Adrian Bye: Your big topic that you’re well known for is empathy and the connection with the bonobos. Why do you think this isn’t discussed as much and we hear just the violent chimpanzee version how animal life is?

Frans De Waal: There is a long tradition in anthropology to look at human history and human evolution as a sequence of battles that we have won. We wiped out these people, we wiped out those people, we wiped out the Neanderthals. That is how our race has advanced. When it was found that chimpanzees kill each other in the wild when males enter territories of others, all of this clicked together as one story and people would say our ancestors were already like that, chimpanzees are like that, and we are like that. So it’s a very violent scenario of human evolution. When the bonobo was discovered and we learned more about bonobos, the anthropologists really didn’t know what to do with them. They were horrified in a way because all of a sudden there was this very peaceful, hippie-like primate who was exactly equally close to us as the chimpanzee. What can we do with them? Female dominated moreover, that was really problematic for them. The general attitude in anthropology was to marginalize them. Bonobos are actually an off-shoot, a separate branch, they are irrelevant to human evolution, kind of a deviation from the chimpanzee lineage, even though there is no reason to say that. It’s very well possible that the last common ancestor was bonobo-like instead of chimpanzee-like. We really don’t know. But that’s the story they went with. Anthropologists have never been happy with the bonobo. There are a lot of other people who feel that it’s very important that we consider the bonobo, and I’m included in that. I feel since they are equally genetically close to us as the chimpanzee, and as we don’t know what the last common ancestor looked like, we need to take them very seriously. I think human men have a lot in common with chimpanzee males, because we are very political, power-oriented, coalition-formation, we men can be quite violent. I think the chimpanzee is absolutely relevant to the human story, but at the same time I also want to consider the bonobo. The bonobo is sexier (literally) and more empathic, and these are very important features of the human species. I usually like to consider both and think we have a little bit of both.

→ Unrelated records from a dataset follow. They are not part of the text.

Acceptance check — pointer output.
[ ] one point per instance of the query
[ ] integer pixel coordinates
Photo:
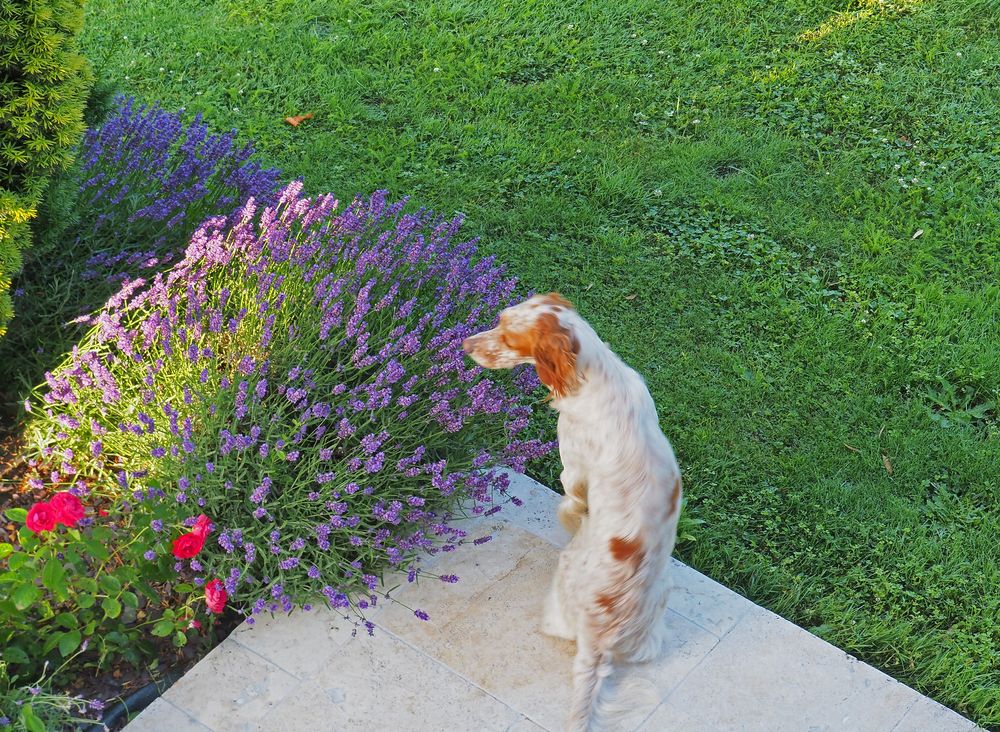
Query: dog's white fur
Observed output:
(622, 493)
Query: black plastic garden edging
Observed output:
(133, 703)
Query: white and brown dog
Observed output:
(622, 492)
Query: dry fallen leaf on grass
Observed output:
(298, 119)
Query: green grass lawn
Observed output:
(786, 215)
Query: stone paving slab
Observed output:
(480, 662)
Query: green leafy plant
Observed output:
(43, 89)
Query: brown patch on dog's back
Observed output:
(626, 550)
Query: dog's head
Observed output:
(538, 331)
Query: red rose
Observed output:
(202, 526)
(215, 596)
(41, 517)
(188, 545)
(68, 508)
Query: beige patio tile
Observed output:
(231, 688)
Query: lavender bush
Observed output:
(147, 179)
(298, 379)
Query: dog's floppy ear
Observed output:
(554, 350)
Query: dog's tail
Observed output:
(591, 668)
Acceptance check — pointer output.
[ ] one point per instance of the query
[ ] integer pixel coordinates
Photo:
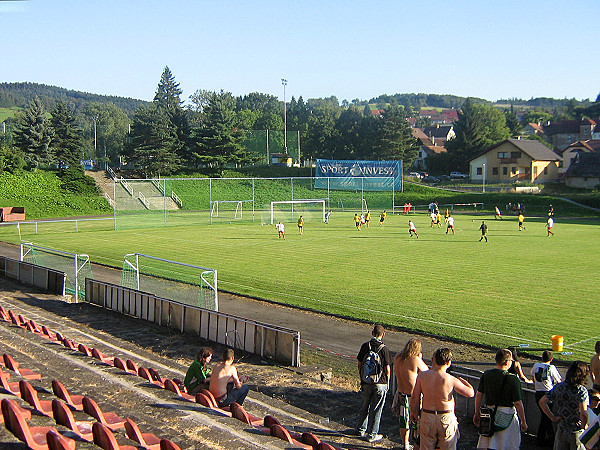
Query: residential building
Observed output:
(515, 160)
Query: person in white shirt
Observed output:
(545, 377)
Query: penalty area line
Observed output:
(460, 327)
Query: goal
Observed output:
(285, 209)
(186, 283)
(228, 209)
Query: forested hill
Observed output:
(20, 94)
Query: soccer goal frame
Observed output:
(206, 280)
(76, 266)
(297, 202)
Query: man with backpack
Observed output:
(375, 370)
(545, 377)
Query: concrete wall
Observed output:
(269, 341)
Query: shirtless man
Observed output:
(438, 422)
(225, 384)
(407, 365)
(595, 366)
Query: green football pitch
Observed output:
(520, 288)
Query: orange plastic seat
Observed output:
(147, 440)
(11, 364)
(74, 401)
(104, 438)
(11, 387)
(108, 360)
(57, 441)
(34, 437)
(170, 385)
(283, 434)
(30, 395)
(109, 419)
(63, 416)
(166, 444)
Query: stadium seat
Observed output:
(239, 413)
(310, 439)
(145, 373)
(170, 385)
(84, 349)
(146, 440)
(34, 437)
(30, 395)
(283, 434)
(108, 360)
(166, 444)
(57, 441)
(109, 419)
(74, 401)
(132, 366)
(63, 416)
(11, 364)
(11, 387)
(104, 438)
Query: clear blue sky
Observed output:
(347, 48)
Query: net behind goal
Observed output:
(290, 210)
(185, 283)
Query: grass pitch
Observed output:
(519, 288)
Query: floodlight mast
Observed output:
(284, 83)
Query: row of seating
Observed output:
(99, 432)
(268, 425)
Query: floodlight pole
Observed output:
(284, 82)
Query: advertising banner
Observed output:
(353, 174)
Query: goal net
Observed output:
(77, 267)
(290, 210)
(229, 209)
(185, 283)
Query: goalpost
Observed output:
(229, 209)
(320, 202)
(186, 283)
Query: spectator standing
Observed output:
(502, 389)
(545, 377)
(438, 423)
(197, 376)
(225, 384)
(570, 400)
(407, 365)
(374, 389)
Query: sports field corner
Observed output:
(520, 288)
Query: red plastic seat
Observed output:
(283, 434)
(11, 364)
(104, 438)
(147, 440)
(109, 419)
(34, 437)
(12, 387)
(30, 395)
(63, 416)
(145, 374)
(74, 401)
(57, 441)
(108, 360)
(170, 385)
(166, 444)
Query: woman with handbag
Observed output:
(504, 399)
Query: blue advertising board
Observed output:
(354, 174)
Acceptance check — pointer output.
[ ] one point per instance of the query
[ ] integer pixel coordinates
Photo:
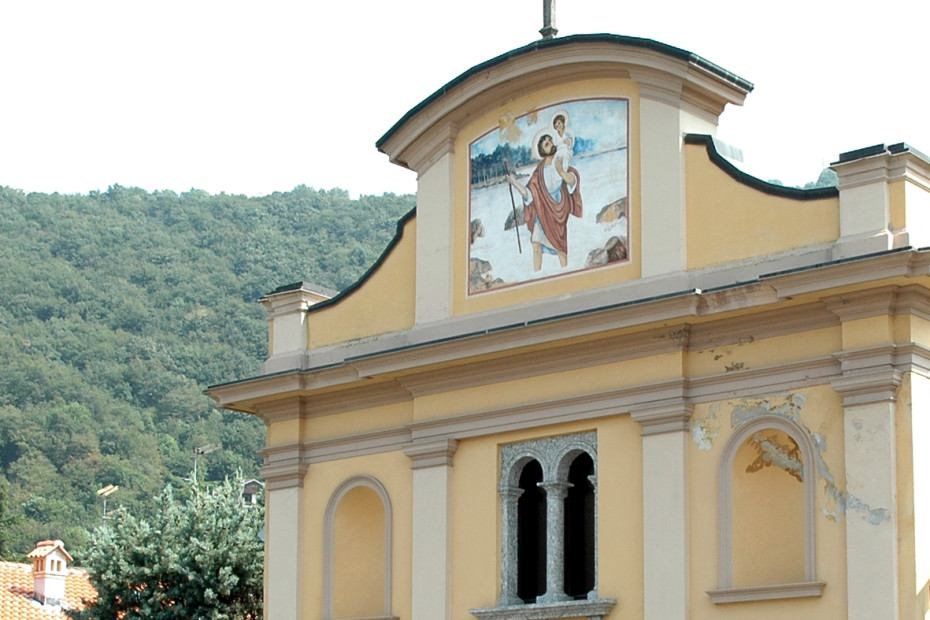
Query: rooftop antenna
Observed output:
(548, 30)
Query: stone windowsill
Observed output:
(592, 609)
(767, 593)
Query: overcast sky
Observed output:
(257, 97)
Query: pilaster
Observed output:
(432, 547)
(284, 474)
(666, 445)
(868, 386)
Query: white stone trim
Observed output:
(329, 516)
(725, 506)
(767, 593)
(592, 609)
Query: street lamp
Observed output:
(199, 452)
(105, 492)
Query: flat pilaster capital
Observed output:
(284, 468)
(432, 453)
(667, 417)
(868, 376)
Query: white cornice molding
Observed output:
(863, 304)
(520, 74)
(662, 406)
(535, 361)
(360, 444)
(855, 271)
(886, 167)
(400, 365)
(767, 593)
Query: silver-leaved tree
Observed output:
(196, 558)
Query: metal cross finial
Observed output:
(548, 30)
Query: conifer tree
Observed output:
(195, 559)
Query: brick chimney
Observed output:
(49, 569)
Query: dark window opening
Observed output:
(531, 535)
(579, 529)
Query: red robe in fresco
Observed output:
(552, 214)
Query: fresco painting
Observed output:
(548, 194)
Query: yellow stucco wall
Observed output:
(730, 221)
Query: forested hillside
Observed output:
(118, 308)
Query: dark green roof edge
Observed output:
(543, 44)
(756, 183)
(371, 270)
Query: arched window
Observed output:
(579, 528)
(548, 491)
(531, 534)
(766, 513)
(357, 551)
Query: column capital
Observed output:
(666, 417)
(432, 453)
(555, 489)
(284, 467)
(868, 376)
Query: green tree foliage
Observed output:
(197, 558)
(119, 308)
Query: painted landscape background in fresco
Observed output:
(600, 237)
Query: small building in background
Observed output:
(45, 589)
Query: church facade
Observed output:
(602, 373)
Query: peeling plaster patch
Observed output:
(783, 404)
(829, 514)
(857, 424)
(773, 453)
(508, 128)
(875, 516)
(704, 430)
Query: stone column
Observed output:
(666, 444)
(868, 386)
(284, 476)
(555, 551)
(592, 595)
(510, 496)
(432, 544)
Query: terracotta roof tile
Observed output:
(16, 591)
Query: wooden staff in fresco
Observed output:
(513, 205)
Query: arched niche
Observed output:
(357, 551)
(766, 474)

When the first studies on human empathy were done by female scientists, people didn’t take it seriously. They said that’s a topic for women magazines, not for scientific journals. Now there’s a lot of serious neuroscience going on on empathy in humans and it’s taken very seriously as a very important capacity. I think men have always been uncomfortable with emotions and have pushed that to the side, thinking that rationality is the more important part to look at. I’ve always felt that empathy was an important characteristic.

Adrian Bye: What are some of the reactions that you get for your work?

Frans De Waal: I think the resistance for using the word empathy in animals has largely disappeared. When I started doing this in the mid-nineties people were resisting it because they had a very cognitive interpretation of empathy. They thought empathy was the same as theory of mind, that I can understand your situation. They had a very cognitive view. If that’s your view then your average dog has no empathy. But if you think at the emotional level, understanding the emotions of others, feeling the emotions of others, being affected by the distress of others or the happiness of others; if you take that broad definition of being emotionally affected by others then of course people can see my dog has empathy too. And I think that’s where we now are. A lot of people can understand that all the mammals have probably some level of empathy going on. The more complex forms where I understand your perspective, those are probably limited to some large-brained animals, like elephants, apes and humans. So they are probably much more limited but the general feature is found in all animals.   

Adrian Bye: Awesome. Thank you very much for doing the interview.